4.) When my falafel finally showed up, they'd only given me one of the two sauces I ordered it with, so I had to go ask for more sauce (I know that's a dumb Yelp-y complaint, but considering everything else, I had to add it to the list!)
5.) When I picked up the pita to take my first bite, it completely fell apart. Not even close to structurally stable. I ate it all with a fork.
6.) Eventually, I ate it. And here's the rub: It was quite good. I did the "traffic light" special, with three different kinds of falafel: Regular, Indian spiced, and beet. The Indian tasted a little odd, but I blame my own immature Indian palette. The regular, and the beet in particular, were quite good.

So that was my trip to Foxy Falafel. Maddeningly frustrating, and I was having a bad day to begin with. I might go back eventually, but for now I might just need to keep my distance.

05.22.2015 - by Steve
Busters - South Minneapolis
Jalepeno burger
I finally got back to the "new" Busters, and I'm proud to report their food is no longer dripping with grease! In fact they've done a 180 and just served me the driest burger on the driest bun I've ever had the pleasure of sad-eating.

05.10.2015 - by Steve
Nighthawks - South Minneapolis
French dip sandwich, chocolate pie
(Post redacted. Me and Nighthawks need to hug it out.)
05.09.2015 - by Steve
Peppers & Fries - South Minneapolis
Pork burrito
Peppers & Fries gets a pass in my book because they have TVs that play sports and they serve burritos. This is a surprisingly rare combination. Beyond that, they need to get their burrito act together. It looks great at first, doesn't it?
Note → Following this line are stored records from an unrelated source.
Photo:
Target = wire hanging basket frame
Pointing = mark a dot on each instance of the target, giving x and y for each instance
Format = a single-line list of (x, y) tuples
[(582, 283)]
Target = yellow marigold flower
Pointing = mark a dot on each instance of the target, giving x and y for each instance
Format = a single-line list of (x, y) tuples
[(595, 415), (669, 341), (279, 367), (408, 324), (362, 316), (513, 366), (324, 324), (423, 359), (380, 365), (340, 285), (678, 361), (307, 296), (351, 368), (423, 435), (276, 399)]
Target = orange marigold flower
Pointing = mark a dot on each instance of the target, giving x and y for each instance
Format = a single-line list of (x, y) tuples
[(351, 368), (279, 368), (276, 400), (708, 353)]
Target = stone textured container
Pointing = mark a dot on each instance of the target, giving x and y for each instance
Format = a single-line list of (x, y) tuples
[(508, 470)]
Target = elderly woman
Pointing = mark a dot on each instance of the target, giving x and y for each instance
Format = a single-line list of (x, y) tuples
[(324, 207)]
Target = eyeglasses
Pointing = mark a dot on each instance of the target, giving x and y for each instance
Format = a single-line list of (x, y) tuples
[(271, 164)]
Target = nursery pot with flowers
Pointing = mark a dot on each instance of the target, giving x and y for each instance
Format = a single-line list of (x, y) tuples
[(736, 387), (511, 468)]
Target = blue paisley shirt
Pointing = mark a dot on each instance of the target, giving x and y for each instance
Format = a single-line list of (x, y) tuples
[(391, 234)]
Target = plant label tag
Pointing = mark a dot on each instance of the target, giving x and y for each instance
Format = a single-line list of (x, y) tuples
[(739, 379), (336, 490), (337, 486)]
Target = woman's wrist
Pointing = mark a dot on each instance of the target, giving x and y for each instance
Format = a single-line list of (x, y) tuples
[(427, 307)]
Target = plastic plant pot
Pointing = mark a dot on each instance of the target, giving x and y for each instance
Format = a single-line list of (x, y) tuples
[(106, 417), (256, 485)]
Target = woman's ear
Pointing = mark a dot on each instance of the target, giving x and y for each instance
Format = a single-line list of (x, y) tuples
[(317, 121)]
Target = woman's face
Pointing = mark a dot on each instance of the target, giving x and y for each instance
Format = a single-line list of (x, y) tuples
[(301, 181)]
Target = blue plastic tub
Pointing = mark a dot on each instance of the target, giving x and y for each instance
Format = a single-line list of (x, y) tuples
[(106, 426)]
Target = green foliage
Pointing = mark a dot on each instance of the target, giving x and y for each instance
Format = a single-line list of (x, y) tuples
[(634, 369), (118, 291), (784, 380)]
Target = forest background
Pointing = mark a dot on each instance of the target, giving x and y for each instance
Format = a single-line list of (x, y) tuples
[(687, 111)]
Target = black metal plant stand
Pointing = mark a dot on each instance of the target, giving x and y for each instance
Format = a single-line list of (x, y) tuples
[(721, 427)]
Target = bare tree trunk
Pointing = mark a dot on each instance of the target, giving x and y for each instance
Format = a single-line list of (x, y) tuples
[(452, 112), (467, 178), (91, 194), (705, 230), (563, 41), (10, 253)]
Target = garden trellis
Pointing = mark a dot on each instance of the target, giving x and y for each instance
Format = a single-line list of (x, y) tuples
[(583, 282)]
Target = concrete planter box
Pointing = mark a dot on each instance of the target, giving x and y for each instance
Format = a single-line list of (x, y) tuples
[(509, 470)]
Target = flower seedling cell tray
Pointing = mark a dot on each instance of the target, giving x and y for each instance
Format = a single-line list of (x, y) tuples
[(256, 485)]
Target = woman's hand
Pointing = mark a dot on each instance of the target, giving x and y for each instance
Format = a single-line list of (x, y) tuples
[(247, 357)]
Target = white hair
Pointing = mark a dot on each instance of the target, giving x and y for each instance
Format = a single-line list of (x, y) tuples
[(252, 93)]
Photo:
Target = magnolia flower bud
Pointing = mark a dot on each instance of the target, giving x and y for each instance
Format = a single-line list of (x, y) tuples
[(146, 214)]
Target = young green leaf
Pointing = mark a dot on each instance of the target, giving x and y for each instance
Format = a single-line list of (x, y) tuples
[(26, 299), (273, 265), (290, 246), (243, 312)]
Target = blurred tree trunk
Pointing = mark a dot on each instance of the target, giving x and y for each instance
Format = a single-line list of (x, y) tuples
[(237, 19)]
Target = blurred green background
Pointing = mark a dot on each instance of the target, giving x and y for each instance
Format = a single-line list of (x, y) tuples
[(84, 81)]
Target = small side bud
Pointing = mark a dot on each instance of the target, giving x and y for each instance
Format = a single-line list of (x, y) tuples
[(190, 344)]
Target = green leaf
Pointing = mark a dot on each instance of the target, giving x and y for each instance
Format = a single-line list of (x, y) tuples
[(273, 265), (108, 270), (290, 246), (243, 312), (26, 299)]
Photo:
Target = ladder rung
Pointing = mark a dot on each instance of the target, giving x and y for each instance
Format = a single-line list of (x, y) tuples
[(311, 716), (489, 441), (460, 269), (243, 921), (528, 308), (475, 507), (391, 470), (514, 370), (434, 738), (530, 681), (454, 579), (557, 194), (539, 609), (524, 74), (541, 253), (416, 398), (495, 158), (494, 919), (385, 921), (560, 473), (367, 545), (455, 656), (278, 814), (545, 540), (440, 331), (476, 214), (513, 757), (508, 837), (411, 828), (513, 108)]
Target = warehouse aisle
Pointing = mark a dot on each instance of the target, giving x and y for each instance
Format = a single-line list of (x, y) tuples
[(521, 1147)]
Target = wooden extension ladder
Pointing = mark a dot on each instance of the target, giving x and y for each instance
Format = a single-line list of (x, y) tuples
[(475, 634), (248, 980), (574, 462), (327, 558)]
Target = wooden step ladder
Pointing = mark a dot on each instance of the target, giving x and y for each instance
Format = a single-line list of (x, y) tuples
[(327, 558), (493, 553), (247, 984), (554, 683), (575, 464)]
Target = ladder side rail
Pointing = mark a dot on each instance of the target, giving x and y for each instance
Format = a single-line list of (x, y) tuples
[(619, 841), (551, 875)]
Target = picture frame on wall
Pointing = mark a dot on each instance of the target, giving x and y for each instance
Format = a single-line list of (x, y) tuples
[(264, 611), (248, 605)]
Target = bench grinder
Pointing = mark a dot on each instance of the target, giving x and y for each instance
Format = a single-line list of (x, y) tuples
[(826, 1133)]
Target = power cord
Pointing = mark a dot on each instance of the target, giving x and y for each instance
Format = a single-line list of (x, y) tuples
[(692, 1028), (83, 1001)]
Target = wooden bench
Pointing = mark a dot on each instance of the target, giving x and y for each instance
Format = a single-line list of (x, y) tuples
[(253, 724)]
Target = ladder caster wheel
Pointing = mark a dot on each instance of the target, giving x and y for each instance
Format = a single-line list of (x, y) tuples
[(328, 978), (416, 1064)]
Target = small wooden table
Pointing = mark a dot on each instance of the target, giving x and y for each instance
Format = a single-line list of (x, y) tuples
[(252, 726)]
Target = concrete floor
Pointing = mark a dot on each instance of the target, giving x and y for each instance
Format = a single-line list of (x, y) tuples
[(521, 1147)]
And the first bite is even okay. But once you dig in, you run into some classic burrito problems: Too many beans, unmelted cheese, not terribly flavorful. The pulled pork tasted almost like really thick chili. Which isn't bad necessarily, just kind of underwhelming in a burrito. The worst part though: No salsa! There's not hot sauce or salsa to be found in this place! It's called "Peppers & Fries!" I have plenty of fries, but where are the peppers? Such an odd and unforgivable oversight. Hugely underwhelming and disappointing. But goddammit they have sports on TV.

05.09.2015 - by Steve
Ngon Bistro - St. Paul
Beef pho
My pithy (and apt!) description of Ngon Bistro is that it's the Craftsman if the Craftsman was a Vietnamese restaurant. I really mean that in the best way possible. It's a "high end" Vietnamese-French "fusion" restaurant, though I put both of those terms in scare quotes very purposefully. It's high end only in that it's a nicer space than most hole-in-the-wall Vietnamese joints, and you could pay a few dozen bucks for your meal if you chose to do so. And it's fusion only in that they serve a combination of Vietnamese and French food, even though Vietnam does have a history of French occupation, so really French food is already a part of some Vietnamese cuisine. But like the Craftsman, there's something very unfussy about the place; it's not trying to be cool, there's no pretense. It's just quality all around. I had the beef sirloin pho. It was some of the better pho I've had anywhere, although there was nothing particularly remarkable about it. I also had a fried rabbit dumpling, which did have a French influence in its creamy (buttery?) curry sauce. I couldn't get what I really wanted from the menu, because they've apparently been swamped on weekends lately thanks to some positive press. Good for them. Seriously.